When he began to teach a course on "Crime and Public Policy" in the early 
1990s, Bessette devoted three weeks to the death penalty, but didn't pay close 
attention to Church doctrines on the topic, as he knew the Church had "always 
taught that the death penalty could be a legitimate punishment for heinous 
crimes if necessary to secure public safety."

But a student's remark inspired him to take another look.

"One day a student in my course said, 'Well, I am a Catholic. So I am against 
the death penalty.' I affirmed the Church's traditional teaching and then 
sought to learn more about the Pope John Paul II's encyclical Evangelium Vitae 
(1995) and the revision in the language in the Catechism between 1992 and 
1997."

'The simple fact is that the death penalty saves lives'

Bessette believes that in revising the Catechism to state the death penalty is 
"inadmissible", Pope Francis has attempted to "overturned" 2 millennia of 
Church teaching.

"Moreover, by strongly implying that Catholics must support the abolition of 
the death penalty, he has allied the Church with a public policy that would 
undermine just punishment and cost the lives of innocent human beings," he 
asserted. "The simple fact is that the death penalty saves lives."
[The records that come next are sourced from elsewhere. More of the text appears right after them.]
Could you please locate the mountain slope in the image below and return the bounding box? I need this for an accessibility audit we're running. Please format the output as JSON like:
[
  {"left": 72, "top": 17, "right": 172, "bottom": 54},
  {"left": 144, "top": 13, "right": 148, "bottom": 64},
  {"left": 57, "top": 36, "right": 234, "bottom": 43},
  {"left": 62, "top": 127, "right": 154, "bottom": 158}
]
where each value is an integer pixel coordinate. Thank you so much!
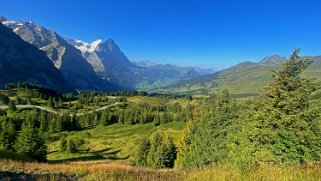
[
  {"left": 161, "top": 55, "right": 321, "bottom": 96},
  {"left": 133, "top": 64, "right": 202, "bottom": 89},
  {"left": 259, "top": 55, "right": 287, "bottom": 65},
  {"left": 66, "top": 38, "right": 137, "bottom": 85},
  {"left": 2, "top": 15, "right": 210, "bottom": 91},
  {"left": 0, "top": 22, "right": 68, "bottom": 90},
  {"left": 1, "top": 16, "right": 124, "bottom": 92},
  {"left": 68, "top": 39, "right": 214, "bottom": 89}
]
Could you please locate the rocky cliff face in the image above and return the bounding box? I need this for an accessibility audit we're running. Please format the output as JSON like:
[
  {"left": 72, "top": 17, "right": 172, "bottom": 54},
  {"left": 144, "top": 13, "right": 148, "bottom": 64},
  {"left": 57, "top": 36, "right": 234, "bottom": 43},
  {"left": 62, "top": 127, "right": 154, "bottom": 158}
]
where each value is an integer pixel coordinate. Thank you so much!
[
  {"left": 67, "top": 38, "right": 137, "bottom": 85},
  {"left": 1, "top": 16, "right": 125, "bottom": 91},
  {"left": 68, "top": 38, "right": 212, "bottom": 89},
  {"left": 0, "top": 22, "right": 68, "bottom": 91}
]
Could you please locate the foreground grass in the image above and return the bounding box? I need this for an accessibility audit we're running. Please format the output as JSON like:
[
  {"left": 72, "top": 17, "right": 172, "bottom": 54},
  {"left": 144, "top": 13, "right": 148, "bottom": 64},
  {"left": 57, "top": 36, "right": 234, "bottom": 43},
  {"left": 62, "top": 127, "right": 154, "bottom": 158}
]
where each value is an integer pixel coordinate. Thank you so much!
[
  {"left": 185, "top": 165, "right": 321, "bottom": 181},
  {"left": 1, "top": 159, "right": 321, "bottom": 181},
  {"left": 0, "top": 159, "right": 180, "bottom": 181}
]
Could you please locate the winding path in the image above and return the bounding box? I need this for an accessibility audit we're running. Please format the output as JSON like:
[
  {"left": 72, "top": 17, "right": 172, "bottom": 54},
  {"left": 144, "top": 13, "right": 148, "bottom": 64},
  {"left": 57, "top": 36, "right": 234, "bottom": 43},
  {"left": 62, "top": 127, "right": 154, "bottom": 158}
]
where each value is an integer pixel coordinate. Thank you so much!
[
  {"left": 0, "top": 102, "right": 120, "bottom": 116},
  {"left": 76, "top": 102, "right": 119, "bottom": 116}
]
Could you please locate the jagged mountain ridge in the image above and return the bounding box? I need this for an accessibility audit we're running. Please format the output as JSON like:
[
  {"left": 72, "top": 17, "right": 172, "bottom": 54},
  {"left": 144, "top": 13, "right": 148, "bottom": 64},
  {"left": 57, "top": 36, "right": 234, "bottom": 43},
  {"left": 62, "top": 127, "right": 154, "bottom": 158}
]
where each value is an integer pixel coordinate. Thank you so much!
[
  {"left": 66, "top": 38, "right": 137, "bottom": 85},
  {"left": 0, "top": 16, "right": 125, "bottom": 92},
  {"left": 0, "top": 22, "right": 68, "bottom": 90},
  {"left": 0, "top": 16, "right": 216, "bottom": 91},
  {"left": 67, "top": 38, "right": 214, "bottom": 89}
]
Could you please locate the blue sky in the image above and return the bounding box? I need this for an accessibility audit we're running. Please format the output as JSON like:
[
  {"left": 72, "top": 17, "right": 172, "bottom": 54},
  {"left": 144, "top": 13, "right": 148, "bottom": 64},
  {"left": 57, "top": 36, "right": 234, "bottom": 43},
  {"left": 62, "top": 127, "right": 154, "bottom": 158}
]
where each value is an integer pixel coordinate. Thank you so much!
[{"left": 1, "top": 0, "right": 321, "bottom": 69}]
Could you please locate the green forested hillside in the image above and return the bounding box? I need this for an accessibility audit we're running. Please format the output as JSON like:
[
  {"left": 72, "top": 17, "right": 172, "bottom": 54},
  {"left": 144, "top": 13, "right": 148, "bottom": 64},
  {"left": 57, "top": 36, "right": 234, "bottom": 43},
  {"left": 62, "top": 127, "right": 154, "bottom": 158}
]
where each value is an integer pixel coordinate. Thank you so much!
[
  {"left": 158, "top": 56, "right": 321, "bottom": 97},
  {"left": 0, "top": 83, "right": 196, "bottom": 164}
]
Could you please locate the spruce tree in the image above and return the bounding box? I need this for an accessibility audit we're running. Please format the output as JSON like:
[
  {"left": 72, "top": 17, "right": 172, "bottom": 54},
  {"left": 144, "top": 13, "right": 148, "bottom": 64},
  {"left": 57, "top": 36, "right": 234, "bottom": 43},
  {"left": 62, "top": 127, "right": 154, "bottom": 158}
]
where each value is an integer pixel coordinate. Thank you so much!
[
  {"left": 100, "top": 112, "right": 110, "bottom": 126},
  {"left": 0, "top": 93, "right": 9, "bottom": 105},
  {"left": 161, "top": 137, "right": 177, "bottom": 168},
  {"left": 147, "top": 132, "right": 164, "bottom": 168},
  {"left": 179, "top": 89, "right": 238, "bottom": 168},
  {"left": 249, "top": 49, "right": 321, "bottom": 164},
  {"left": 136, "top": 138, "right": 151, "bottom": 166},
  {"left": 14, "top": 126, "right": 47, "bottom": 162},
  {"left": 144, "top": 133, "right": 178, "bottom": 168},
  {"left": 231, "top": 49, "right": 321, "bottom": 167},
  {"left": 47, "top": 97, "right": 55, "bottom": 108},
  {"left": 8, "top": 100, "right": 17, "bottom": 112},
  {"left": 60, "top": 134, "right": 67, "bottom": 152},
  {"left": 66, "top": 139, "right": 77, "bottom": 153},
  {"left": 0, "top": 120, "right": 17, "bottom": 150}
]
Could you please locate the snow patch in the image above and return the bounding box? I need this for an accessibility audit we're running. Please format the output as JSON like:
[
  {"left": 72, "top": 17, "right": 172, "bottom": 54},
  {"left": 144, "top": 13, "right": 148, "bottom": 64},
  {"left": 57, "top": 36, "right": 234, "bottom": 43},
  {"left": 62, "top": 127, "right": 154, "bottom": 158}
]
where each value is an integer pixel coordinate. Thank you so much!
[
  {"left": 13, "top": 27, "right": 20, "bottom": 32},
  {"left": 88, "top": 39, "right": 102, "bottom": 52},
  {"left": 2, "top": 20, "right": 17, "bottom": 25},
  {"left": 72, "top": 39, "right": 102, "bottom": 53}
]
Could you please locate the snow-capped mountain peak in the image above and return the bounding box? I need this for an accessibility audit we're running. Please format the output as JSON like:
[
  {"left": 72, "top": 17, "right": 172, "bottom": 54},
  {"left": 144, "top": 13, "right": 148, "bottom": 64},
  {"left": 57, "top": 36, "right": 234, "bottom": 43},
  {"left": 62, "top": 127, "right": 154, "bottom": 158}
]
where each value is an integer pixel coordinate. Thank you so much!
[
  {"left": 89, "top": 39, "right": 102, "bottom": 52},
  {"left": 68, "top": 39, "right": 102, "bottom": 53}
]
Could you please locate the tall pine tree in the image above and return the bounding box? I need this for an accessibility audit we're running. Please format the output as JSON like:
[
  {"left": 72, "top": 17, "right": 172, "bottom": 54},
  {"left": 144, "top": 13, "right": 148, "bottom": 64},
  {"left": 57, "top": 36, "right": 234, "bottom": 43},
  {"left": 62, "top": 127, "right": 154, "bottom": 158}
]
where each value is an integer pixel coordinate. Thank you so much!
[
  {"left": 14, "top": 126, "right": 47, "bottom": 162},
  {"left": 231, "top": 49, "right": 321, "bottom": 167}
]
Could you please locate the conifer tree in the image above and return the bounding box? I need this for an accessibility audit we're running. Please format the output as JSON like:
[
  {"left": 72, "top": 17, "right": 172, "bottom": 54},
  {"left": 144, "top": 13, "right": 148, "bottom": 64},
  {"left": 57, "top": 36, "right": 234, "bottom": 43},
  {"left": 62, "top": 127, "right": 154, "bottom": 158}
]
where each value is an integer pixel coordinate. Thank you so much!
[
  {"left": 60, "top": 134, "right": 67, "bottom": 152},
  {"left": 147, "top": 132, "right": 164, "bottom": 168},
  {"left": 14, "top": 126, "right": 47, "bottom": 162},
  {"left": 0, "top": 93, "right": 9, "bottom": 105},
  {"left": 161, "top": 137, "right": 177, "bottom": 168},
  {"left": 136, "top": 138, "right": 151, "bottom": 166},
  {"left": 8, "top": 100, "right": 17, "bottom": 112},
  {"left": 143, "top": 132, "right": 178, "bottom": 168},
  {"left": 0, "top": 120, "right": 17, "bottom": 150},
  {"left": 47, "top": 97, "right": 55, "bottom": 108},
  {"left": 230, "top": 49, "right": 321, "bottom": 168},
  {"left": 66, "top": 139, "right": 77, "bottom": 153},
  {"left": 100, "top": 112, "right": 110, "bottom": 126},
  {"left": 179, "top": 89, "right": 238, "bottom": 168}
]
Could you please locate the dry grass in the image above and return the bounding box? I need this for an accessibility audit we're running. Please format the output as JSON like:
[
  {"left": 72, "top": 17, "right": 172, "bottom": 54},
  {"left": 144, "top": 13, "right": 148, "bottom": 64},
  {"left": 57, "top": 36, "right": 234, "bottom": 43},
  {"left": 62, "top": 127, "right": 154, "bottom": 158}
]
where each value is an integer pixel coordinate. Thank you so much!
[
  {"left": 1, "top": 159, "right": 321, "bottom": 181},
  {"left": 0, "top": 159, "right": 180, "bottom": 181},
  {"left": 183, "top": 165, "right": 321, "bottom": 181}
]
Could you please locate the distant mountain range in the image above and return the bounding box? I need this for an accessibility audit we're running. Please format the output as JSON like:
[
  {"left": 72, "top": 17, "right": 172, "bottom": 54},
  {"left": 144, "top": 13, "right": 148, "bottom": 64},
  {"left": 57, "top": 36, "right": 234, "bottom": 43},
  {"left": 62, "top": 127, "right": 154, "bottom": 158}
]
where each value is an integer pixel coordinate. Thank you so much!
[
  {"left": 66, "top": 38, "right": 215, "bottom": 89},
  {"left": 159, "top": 55, "right": 321, "bottom": 97},
  {"left": 0, "top": 16, "right": 124, "bottom": 92},
  {"left": 0, "top": 16, "right": 215, "bottom": 91},
  {"left": 133, "top": 61, "right": 215, "bottom": 76},
  {"left": 0, "top": 16, "right": 320, "bottom": 94}
]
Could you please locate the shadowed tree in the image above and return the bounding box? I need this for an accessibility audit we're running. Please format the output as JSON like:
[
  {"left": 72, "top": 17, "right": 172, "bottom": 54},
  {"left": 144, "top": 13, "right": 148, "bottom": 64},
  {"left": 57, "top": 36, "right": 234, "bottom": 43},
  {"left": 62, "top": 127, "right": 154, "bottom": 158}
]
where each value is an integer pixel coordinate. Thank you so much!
[{"left": 14, "top": 126, "right": 47, "bottom": 162}]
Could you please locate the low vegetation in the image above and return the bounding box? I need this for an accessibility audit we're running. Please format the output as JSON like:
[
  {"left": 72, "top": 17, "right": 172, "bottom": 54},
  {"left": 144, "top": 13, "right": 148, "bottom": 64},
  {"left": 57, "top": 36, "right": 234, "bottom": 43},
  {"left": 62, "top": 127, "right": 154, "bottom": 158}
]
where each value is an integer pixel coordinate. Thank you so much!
[{"left": 0, "top": 159, "right": 320, "bottom": 180}]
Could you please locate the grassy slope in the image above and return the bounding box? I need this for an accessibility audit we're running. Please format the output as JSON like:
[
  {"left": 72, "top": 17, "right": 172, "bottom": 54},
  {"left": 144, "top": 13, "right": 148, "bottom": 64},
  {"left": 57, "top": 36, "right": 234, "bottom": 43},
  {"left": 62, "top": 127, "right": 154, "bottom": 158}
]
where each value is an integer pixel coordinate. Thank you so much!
[
  {"left": 159, "top": 58, "right": 321, "bottom": 97},
  {"left": 47, "top": 122, "right": 185, "bottom": 163},
  {"left": 0, "top": 88, "right": 188, "bottom": 164}
]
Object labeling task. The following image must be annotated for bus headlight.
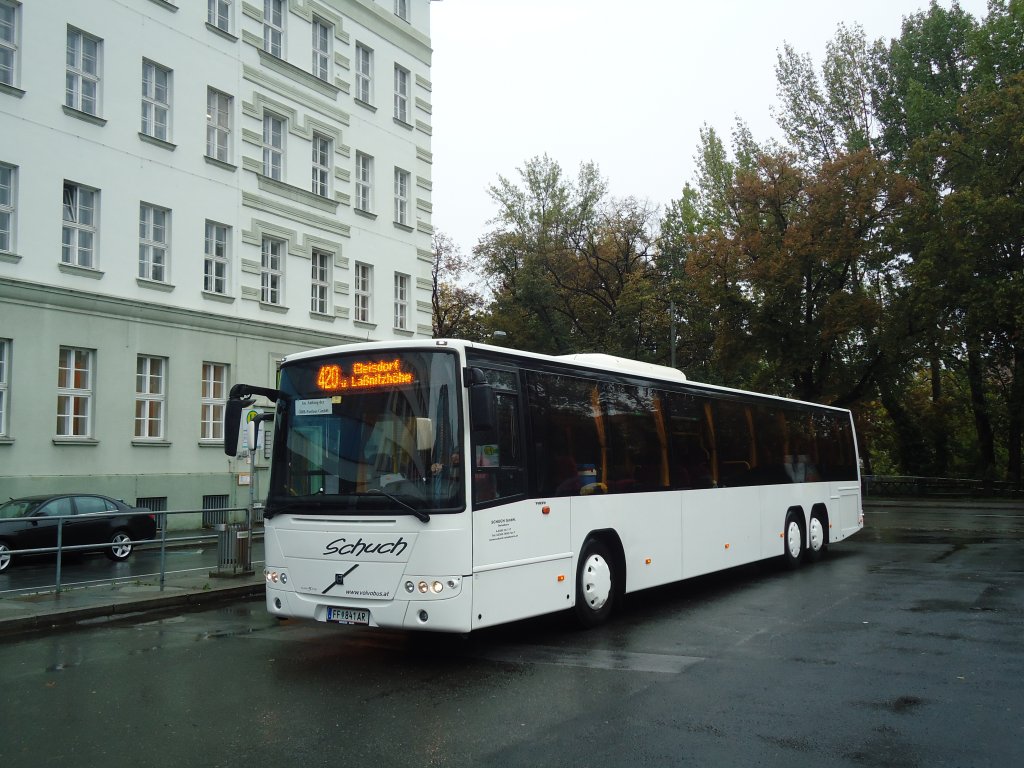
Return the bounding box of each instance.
[265,569,288,585]
[405,576,461,598]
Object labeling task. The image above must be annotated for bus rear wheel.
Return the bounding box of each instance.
[783,513,804,570]
[574,538,615,628]
[806,510,827,563]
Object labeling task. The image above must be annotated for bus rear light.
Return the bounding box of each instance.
[557,575,565,582]
[645,558,653,564]
[431,581,443,594]
[542,506,551,515]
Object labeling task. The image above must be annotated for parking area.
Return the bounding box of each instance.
[0,500,1021,767]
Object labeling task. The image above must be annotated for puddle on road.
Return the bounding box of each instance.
[469,645,705,674]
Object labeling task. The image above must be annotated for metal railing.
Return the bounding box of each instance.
[863,475,1023,499]
[0,506,262,595]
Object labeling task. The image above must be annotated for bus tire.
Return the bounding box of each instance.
[806,508,828,563]
[783,511,804,570]
[574,538,615,628]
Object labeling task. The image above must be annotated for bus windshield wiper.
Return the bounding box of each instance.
[365,489,430,523]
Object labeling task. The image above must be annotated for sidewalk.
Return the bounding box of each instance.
[0,529,265,638]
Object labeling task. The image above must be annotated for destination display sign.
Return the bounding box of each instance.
[315,359,416,392]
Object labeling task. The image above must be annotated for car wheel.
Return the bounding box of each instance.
[0,540,11,573]
[574,538,615,628]
[106,530,133,561]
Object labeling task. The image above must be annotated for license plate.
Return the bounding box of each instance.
[326,607,370,625]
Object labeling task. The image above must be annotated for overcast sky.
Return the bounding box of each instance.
[428,0,990,257]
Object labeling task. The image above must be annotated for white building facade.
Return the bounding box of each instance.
[0,0,435,522]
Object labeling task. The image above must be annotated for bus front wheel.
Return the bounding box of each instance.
[783,513,804,570]
[574,538,615,628]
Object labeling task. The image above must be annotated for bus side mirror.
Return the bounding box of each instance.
[470,385,496,432]
[465,367,496,433]
[223,397,251,456]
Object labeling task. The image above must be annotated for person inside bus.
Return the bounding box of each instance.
[431,449,461,498]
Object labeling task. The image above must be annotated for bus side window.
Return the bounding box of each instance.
[471,369,526,505]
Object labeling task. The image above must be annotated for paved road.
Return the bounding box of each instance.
[0,504,1021,768]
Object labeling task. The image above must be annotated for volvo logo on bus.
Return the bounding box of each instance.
[322,536,409,558]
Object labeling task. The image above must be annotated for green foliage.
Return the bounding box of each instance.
[475,155,663,358]
[470,2,1024,484]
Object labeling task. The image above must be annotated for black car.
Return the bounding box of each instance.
[0,494,157,573]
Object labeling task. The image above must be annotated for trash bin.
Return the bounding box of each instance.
[210,523,253,577]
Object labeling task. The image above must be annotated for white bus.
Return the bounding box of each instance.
[225,338,863,632]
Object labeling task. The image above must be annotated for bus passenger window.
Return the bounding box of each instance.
[471,369,525,505]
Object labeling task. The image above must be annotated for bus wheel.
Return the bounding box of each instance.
[783,513,804,570]
[806,510,827,563]
[574,538,614,628]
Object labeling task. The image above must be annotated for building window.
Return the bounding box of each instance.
[0,338,9,437]
[57,347,93,438]
[312,18,330,81]
[141,61,171,141]
[207,0,231,32]
[135,356,166,439]
[138,203,169,282]
[66,28,101,115]
[136,496,167,531]
[354,262,371,322]
[394,168,409,226]
[263,113,284,180]
[263,0,284,58]
[0,163,13,253]
[0,1,18,88]
[202,494,229,527]
[206,88,231,162]
[393,65,409,123]
[200,362,227,441]
[355,152,372,212]
[311,133,330,197]
[394,0,408,22]
[355,44,372,104]
[311,249,331,314]
[204,220,229,294]
[61,182,97,268]
[261,236,283,304]
[394,272,409,330]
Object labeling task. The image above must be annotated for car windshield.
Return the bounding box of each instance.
[267,350,464,516]
[0,499,42,519]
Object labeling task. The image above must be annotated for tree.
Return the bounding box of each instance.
[431,231,486,340]
[476,155,663,358]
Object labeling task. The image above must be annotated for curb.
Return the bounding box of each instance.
[0,582,264,639]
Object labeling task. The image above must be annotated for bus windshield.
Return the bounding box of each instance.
[267,350,463,517]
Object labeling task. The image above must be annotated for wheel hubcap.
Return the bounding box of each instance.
[581,553,612,611]
[111,535,132,558]
[809,517,825,552]
[787,521,803,559]
[0,545,10,571]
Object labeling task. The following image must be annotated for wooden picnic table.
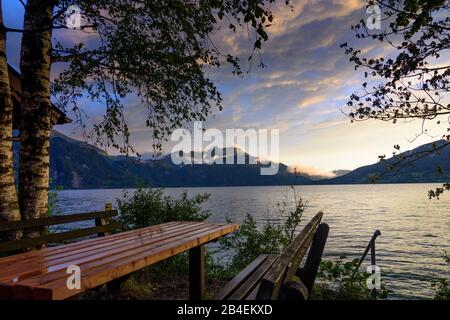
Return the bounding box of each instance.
[0,221,239,300]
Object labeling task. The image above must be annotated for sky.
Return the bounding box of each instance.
[4,0,449,175]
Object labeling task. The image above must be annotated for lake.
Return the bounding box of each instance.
[55,183,450,299]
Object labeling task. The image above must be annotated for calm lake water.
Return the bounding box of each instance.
[55,183,450,299]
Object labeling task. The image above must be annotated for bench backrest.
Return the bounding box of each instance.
[0,204,120,254]
[255,211,323,299]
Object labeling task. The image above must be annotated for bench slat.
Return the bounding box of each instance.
[0,210,118,232]
[0,222,121,253]
[255,212,323,300]
[228,255,278,300]
[245,282,261,300]
[213,254,269,300]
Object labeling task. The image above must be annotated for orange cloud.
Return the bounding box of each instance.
[298,95,326,108]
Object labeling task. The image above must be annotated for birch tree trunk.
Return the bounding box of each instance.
[19,0,55,234]
[0,2,21,240]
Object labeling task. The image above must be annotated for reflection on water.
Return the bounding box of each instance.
[56,183,450,299]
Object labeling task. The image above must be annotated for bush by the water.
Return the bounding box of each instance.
[431,251,450,300]
[117,188,212,276]
[118,188,210,230]
[313,256,390,300]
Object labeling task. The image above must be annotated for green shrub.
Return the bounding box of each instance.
[44,186,63,236]
[431,278,450,300]
[48,185,64,217]
[313,256,389,300]
[116,188,214,276]
[117,188,210,230]
[444,251,450,264]
[218,192,305,275]
[431,251,450,300]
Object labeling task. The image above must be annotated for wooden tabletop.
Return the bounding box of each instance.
[0,221,239,300]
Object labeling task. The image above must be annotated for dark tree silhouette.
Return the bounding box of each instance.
[343,0,450,197]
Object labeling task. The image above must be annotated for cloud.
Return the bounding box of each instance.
[298,95,327,108]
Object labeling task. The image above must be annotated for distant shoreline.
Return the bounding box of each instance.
[53,181,447,192]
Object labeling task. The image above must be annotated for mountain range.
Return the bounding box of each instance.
[46,131,312,188]
[322,139,450,184]
[13,130,450,189]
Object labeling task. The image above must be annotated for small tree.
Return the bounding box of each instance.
[0,0,292,226]
[117,188,210,230]
[342,0,450,196]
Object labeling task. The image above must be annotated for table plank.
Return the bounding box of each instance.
[0,222,211,282]
[0,222,215,285]
[12,224,224,289]
[0,222,200,275]
[0,221,239,300]
[0,221,183,266]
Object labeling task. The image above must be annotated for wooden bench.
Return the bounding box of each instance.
[0,204,120,254]
[213,212,328,300]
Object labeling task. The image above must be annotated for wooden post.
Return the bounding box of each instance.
[189,245,205,300]
[106,274,130,296]
[95,203,113,237]
[100,203,123,295]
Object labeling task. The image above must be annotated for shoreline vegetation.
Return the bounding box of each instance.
[69,187,443,300]
[51,181,450,192]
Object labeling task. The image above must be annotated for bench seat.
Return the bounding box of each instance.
[213,212,329,300]
[214,254,277,300]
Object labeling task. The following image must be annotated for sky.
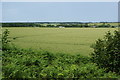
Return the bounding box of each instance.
[0,2,2,22]
[2,2,118,22]
[1,0,119,2]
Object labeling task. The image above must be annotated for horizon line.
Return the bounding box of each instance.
[1,21,119,23]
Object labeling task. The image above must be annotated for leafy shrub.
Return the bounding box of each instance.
[2,29,11,50]
[2,47,120,78]
[91,30,120,74]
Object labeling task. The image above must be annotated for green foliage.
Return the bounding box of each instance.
[2,47,120,78]
[2,29,120,78]
[91,30,120,74]
[2,29,11,50]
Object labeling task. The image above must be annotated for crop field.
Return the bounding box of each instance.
[3,27,117,56]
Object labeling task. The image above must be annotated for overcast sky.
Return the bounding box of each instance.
[2,2,118,22]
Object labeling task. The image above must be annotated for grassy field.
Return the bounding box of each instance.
[3,27,117,56]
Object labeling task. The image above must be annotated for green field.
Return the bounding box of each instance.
[3,27,117,56]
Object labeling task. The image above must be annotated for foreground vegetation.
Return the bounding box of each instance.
[2,47,119,78]
[91,30,120,74]
[2,29,120,78]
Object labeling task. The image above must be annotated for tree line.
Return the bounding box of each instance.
[2,22,117,28]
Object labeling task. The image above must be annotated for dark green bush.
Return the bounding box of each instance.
[2,29,11,51]
[91,30,120,74]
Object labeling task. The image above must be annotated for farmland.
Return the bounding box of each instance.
[3,27,117,56]
[2,27,120,78]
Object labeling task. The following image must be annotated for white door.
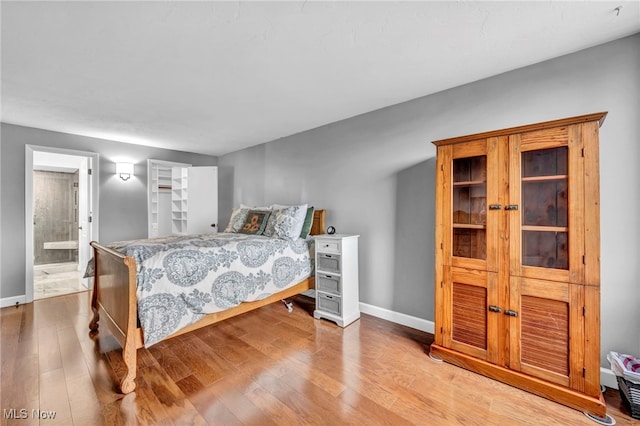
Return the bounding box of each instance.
[185,166,218,234]
[77,156,92,287]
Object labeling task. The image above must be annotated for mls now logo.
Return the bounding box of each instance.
[3,409,57,420]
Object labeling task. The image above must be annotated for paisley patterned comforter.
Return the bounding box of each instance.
[103,233,314,347]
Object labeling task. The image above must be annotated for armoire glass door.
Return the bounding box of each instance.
[452,155,487,260]
[520,147,568,270]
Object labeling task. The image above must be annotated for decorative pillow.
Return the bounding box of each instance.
[263,204,308,240]
[299,206,315,238]
[224,207,250,233]
[238,210,271,235]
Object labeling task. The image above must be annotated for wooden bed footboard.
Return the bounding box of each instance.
[89,209,325,394]
[89,241,139,393]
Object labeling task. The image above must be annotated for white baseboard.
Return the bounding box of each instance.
[0,295,26,308]
[601,367,619,390]
[359,302,435,334]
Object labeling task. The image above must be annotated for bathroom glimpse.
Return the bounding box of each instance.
[33,170,86,299]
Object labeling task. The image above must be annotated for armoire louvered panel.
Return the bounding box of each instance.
[520,295,569,377]
[452,282,487,350]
Bessette says that he and Feser present a "large body of evidence" in their 
book to support this conclusion.

"Unfortunately, Pope Francis and many Catholic clerics simply presume that 
public safety would not be jeopardized if capital punishment were abolished," 
he continued.

He said he did not expect Catholic priests "no matter what their rank" to be 
experts in criminal justice, and that unless a public policy is intrinsically 
evil, it is up to citizens and government "to decide how best to promote the 
common good."

"This is what the Church has always taught," Bessette stressed. "By falsely 
claiming that the principles of Catholicism call for rejecting the death 
penalty in all circumstances, the pope undermines the authority of the 
Magisterium, preempts the proper authority of public officials, and jeopardizes 
public safety and the common good."

In defense of those who seek to protect the unborn while supporting capital 
punishment, Bessette said there was no contradiction.

"There is absolutely no inconsistency between being pro-life and pro-death 
penalty," he said. "The Church has always taught that it is never licit to take 
an innocent human life."

Bessette cited John Paul II, saying the pope affirmed this principle 
unambiguously in Evangelium Vitae.

The late pontiff wrote: "[T]he commandment 'You shall not kill' has absolute 
value when it refers to the innocent person. . . . [T]he absolute inviolability 
of innocent human life is a moral truth clearly taught by Sacred Scripture, 
constantly upheld in the Church's Tradition and consistently proposed by her 
Magisterium... Therefore, by the authority which Christ conferred upon Peter 
and his Successors, and in communion with the Bishops of the Catholic Church, I 
confirm that the direct and voluntary killing of an innocent human being is 
always gravely immoral (EV 57)"

"Similarly," Bessette added, "the current Catechism says, 'The inalienable 
right to life of every innocent human individual is a constitutive element of a 
civil society and its legislation' ([CCCC] 2273)."

"Killing in self-defense or killing a vicious murderer has absolutely no 
relationship to this prohibition of intentionally killing the innocent, and the 
Church has always understood and taught this."